There is nothing standard about the optimizations -- direct AVX use is enormously uncommon, even among extremely high performance code.
But I wouldn't say writing media and signal processing inner loops using SIMD intrinsics is uncommon. The style of optimization I illustrate is pretty common, perhaps minus the AVX code path. Most widely used video/image processing, ray tracing and other compute bound libraries will probably be SIMD optimized in some fashion (probably with different code paths for different processors). You gain 1-8x performance, which is pretty significant. It's on the same order of magnitude speedup as threading your program.

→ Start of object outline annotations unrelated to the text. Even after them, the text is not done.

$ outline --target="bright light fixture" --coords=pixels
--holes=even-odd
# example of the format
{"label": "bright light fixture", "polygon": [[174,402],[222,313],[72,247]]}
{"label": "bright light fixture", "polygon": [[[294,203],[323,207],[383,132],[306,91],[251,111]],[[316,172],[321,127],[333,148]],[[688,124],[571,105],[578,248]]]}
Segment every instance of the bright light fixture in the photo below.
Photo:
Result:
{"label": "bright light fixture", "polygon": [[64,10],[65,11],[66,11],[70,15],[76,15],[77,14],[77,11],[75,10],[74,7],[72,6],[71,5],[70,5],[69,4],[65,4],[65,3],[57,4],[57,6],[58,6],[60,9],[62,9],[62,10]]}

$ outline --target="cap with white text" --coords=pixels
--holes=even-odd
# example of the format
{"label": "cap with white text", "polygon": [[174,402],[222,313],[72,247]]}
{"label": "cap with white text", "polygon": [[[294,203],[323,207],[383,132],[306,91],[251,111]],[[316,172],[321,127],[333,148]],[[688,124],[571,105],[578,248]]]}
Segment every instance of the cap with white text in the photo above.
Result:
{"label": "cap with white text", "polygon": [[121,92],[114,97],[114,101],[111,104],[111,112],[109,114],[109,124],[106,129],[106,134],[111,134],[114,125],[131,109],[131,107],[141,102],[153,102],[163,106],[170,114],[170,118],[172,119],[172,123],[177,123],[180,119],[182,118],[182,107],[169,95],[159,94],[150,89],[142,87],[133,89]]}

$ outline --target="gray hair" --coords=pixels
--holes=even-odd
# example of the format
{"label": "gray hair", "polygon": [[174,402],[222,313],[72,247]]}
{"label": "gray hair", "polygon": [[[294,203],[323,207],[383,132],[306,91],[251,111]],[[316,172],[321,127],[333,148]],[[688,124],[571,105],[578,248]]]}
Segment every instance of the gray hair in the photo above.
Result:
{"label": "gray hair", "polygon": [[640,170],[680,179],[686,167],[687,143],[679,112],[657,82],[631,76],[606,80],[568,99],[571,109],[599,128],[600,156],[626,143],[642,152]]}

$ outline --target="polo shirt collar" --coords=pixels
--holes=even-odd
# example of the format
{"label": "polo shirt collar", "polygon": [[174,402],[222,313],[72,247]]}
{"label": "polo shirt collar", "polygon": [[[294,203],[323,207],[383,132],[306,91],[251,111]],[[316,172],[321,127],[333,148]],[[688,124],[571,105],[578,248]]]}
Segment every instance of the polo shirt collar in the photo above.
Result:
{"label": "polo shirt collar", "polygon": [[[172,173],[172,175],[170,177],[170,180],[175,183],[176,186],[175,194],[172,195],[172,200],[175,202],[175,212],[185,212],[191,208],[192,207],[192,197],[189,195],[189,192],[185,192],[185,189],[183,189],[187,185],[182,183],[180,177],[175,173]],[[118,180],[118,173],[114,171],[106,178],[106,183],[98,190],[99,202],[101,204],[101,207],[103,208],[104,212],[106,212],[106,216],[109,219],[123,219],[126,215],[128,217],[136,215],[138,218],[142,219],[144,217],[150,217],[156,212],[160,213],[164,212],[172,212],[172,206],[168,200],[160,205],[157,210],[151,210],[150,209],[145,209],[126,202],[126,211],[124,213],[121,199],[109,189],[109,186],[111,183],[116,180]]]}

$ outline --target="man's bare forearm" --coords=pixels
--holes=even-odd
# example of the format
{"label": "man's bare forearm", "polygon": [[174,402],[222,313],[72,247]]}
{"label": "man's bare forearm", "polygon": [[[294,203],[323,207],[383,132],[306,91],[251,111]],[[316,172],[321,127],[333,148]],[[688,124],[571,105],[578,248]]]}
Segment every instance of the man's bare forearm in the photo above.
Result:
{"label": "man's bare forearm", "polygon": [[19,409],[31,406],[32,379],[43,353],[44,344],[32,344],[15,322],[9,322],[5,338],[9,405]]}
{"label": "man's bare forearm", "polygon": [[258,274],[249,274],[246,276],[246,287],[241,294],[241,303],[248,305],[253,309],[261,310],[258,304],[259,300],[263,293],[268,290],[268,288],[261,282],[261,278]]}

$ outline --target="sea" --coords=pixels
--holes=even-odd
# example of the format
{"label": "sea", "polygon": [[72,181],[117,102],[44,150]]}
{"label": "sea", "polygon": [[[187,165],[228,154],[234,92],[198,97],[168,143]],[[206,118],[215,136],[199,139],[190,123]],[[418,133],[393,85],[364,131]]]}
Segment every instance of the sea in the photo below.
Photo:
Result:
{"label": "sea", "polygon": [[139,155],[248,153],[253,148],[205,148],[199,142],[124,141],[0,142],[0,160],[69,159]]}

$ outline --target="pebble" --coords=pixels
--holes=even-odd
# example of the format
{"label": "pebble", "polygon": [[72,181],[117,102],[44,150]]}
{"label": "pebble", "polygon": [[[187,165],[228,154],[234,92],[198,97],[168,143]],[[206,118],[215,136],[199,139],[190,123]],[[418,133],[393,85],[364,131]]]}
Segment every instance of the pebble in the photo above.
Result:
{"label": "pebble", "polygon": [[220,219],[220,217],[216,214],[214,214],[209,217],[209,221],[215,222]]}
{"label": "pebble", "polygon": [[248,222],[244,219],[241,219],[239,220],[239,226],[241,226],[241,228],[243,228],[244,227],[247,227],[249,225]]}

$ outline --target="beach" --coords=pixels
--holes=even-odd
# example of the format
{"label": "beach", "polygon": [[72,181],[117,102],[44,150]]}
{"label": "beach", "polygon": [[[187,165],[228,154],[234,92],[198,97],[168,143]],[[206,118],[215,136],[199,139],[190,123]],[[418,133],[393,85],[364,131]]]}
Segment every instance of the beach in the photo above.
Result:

I have yet to see anyone truly and systematically trusting automatic vectorization, but perhaps there are libs out there I've missed. Anyone know of some?
I made many of the same transformations as you did: switching the object's data to a structure of arrays, splitting out the computation of the normal from the loop, etc. (even an int hit = -1.) My goal was to coax Intel's compiler into autovectorizing that loop, without directly using vector intrinsics. I succeeded, but the result turned out to be noticeably slower than just compiling kid0man's with -fast. Part of that, I suspect is that it generated suboptimal code for the reduction over the minimum, where a human programmer would have used a movemask as you did.
That said, I'm fairly curious to experiment with seeing how it would perform with the kernel compiled via ispc [1].
Regarding direct use of SIMD intrinsics in inner loops, I have to agree with you that it's still reasonably common for this type of thing. I've certainly done it before in ray tracing contexts [2], and I've seen many others do it as well, e.g. [3] and [4]. Autovectorization and things like Intel's array notation extension [5] seem to be getting better all the time, but I don't think it's generally as performant yet as direct use of intrinsics. In the cases where it is, it usually seems to have taken a fair amount of coaxing and prodding.
[2] http://www.cs.utah.edu/~aek/research/triangle.pdf
[3] https://github.com/embree/embree
[4] http://visual-computing.intel-research.net/publications/pape...
[5] http://software.intel.com/en-us/blogs/2010/09/03/simd-parall...
I actually did a version which did the reduction over minimum purely using SIMD and then a post step which reduced the SIMD minimums to a single scalar. It was somewhat tricky to get the index right, and in the end it turned out to not be faster (at least not for the little example of 32 objects, I imagine you would gain something on a more complex scene)
Anyway, it was a fun little exercise and it has sparked some interesting discussion. Thanks for posting the original.
But at that point this has nothing to do with Go or C++, and I find this whole discussion rather disingenuous (at first I thought you were detailing the maturity of C(++) compilers and their superior support of auto-vectorization, which would be a reasonable angle): You can import the Intel math libraries and call them from Go (I know, as I do it regularly. See my submissions).
I still think that a systems programming language need to offer escape hatches, whilst striving towards ease of use in the common case. C++ has plenty of hatches, at the cost of horrific complexity.
But suppose I'm willing to pay the cost of writing my code in 5 different code paths for different processors for that extra 2-4x of performance. Very few languages offer that possibility, and most of those who do only offer to call a C library. I'm the guy stuck writing the Intel math libraries of the world, and I want something more reasonable to do it in.